# Run this notebook before the ML notebook
* This notebook requires down_up_lat_tests_by_quarter_part[1-5].csv in the current directory
* This notebook reads chunks of raw data and prepares a large feature_table 
* Runtime about 2 minutes

In [1]:
import pandas as pd
import numpy as np
import geopandas as gp
import matplotlib.pyplot as plt

In [2]:
time_data = pd.DataFrame()
number_of_chunks = 5
for idx in range(1, number_of_chunks+1):
    time_data = pd.concat([time_data, pd.read_csv(f"down_up_lat_tests_by_quarter_part{idx}.csv")])

In [3]:
print(time_data.columns)
print(time_data.shape)
cols_to_drop = ['geometry','DAUID','PRUID','CDUID','CCSUID','CCSNAME','CSDUID','ERUID','SACCODE','CMAUID','CMAPUID','CMANAME','CMATYPE','CTUID','CTNAME','ADAUID','PCUID','PCPUID']
time_data = time_data.drop(columns=cols_to_drop).reset_index(drop=True)
print(time_data.shape)

Index(['quadkey', 'geometry', 'd2019Q1', 'u2019Q1', 'l2019Q1', 't2019Q1',
       'd2019Q2', 'u2019Q2', 'l2019Q2', 't2019Q2',
       ...
       'tile_area', 'tile_frac', 'das_frac', 'DAPOP', 'POP_DENSITY', 'PCUID',
       'PCNAME', 'PCTYPE', 'PCPUID', 'PCCLASS'],
      dtype='object', length=103)
(581765, 103)
(581765, 85)


In [4]:
down_cols = [col for col in time_data if col.startswith('d20')]
up_cols = [col for col in time_data if col.startswith('u20')]
lat_cols = [col for col in time_data if col.startswith('l20')]
tests_cols = [col for col in time_data if col.startswith('t20')]

In [5]:
# Finds n previous quarters given the curent year(y) and quarter(q)
def training_quarters(y, q, n):
    quarters = []
    i=0
    while i<5:
        if q<=i:
            i = 0
            y = y-1
            q=4
        else:
            quarters.append(str(y) + "Q" + str(q-i))
            i=i+1
            if len(quarters) == n:
                return quarters

In [6]:
# Select a quarter as target and add corresponding features using def training_quarters()
feature_table = pd.DataFrame()
print(feature_table.shape)

n_train_quarter = 8
n_quarter = n_train_quarter+1

for year in range(2021, 2023):
    new_table = time_data.drop(columns=down_cols+up_cols+lat_cols+tests_cols)
    for quarter in range(1, 5):
        quarters = training_quarters(year, quarter, n_quarter)
        for i in range(n_quarter):
            new_table["d_quarter"+str(i)] = time_data["d"+quarters[i]]
            new_table["u_quarter"+str(i)] = time_data["u"+quarters[i]]
            new_table["l_quarter"+str(i)] = time_data["l"+quarters[i]]
            new_table["t_quarter"+str(i)] = time_data["t"+quarters[i]]
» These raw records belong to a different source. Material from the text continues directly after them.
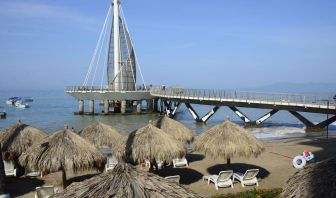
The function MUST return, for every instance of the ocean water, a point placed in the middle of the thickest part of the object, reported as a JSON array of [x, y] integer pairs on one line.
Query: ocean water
[[51, 110]]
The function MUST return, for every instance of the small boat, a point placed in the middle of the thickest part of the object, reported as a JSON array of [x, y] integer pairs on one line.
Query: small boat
[[19, 104], [12, 100], [2, 113], [27, 99]]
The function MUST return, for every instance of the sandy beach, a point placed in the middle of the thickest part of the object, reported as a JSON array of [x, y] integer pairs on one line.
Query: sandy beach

        feature_table = pd.concat([feature_table, new_table], ignore_index=True)
        print(feature_table.shape)

year=2023
quarter=1
new_table = time_data.drop(columns=down_cols+up_cols+lat_cols+tests_cols)
quarters = training_quarters(year, quarter, n_quarter)
for i in range(n_quarter):
    new_table["d_quarter"+str(i)] = time_data["d"+quarters[i]]
    new_table["u_quarter"+str(i)] = time_data["u"+quarters[i]]
    new_table["l_quarter"+str(i)] = time_data["l"+quarters[i]]
    new_table["t_quarter"+str(i)] = time_data["t"+quarters[i]]

feature_table = pd.concat([feature_table, new_table], ignore_index=True)
print(feature_table.shape) # Watch the feature table become larger with each new quarter as target

(0, 0)
(581765, 53)
(1163530, 53)
(1745295, 53)
(2327060, 53)
(2908825, 53)
(3490590, 53)
(4072355, 53)
(4654120, 53)
(5235885, 53)


In [7]:
# Takes 90 seconds to save the csv file. over 1 GB file.
feature_table.to_csv("feature_table_by_quarter.csv", index=False)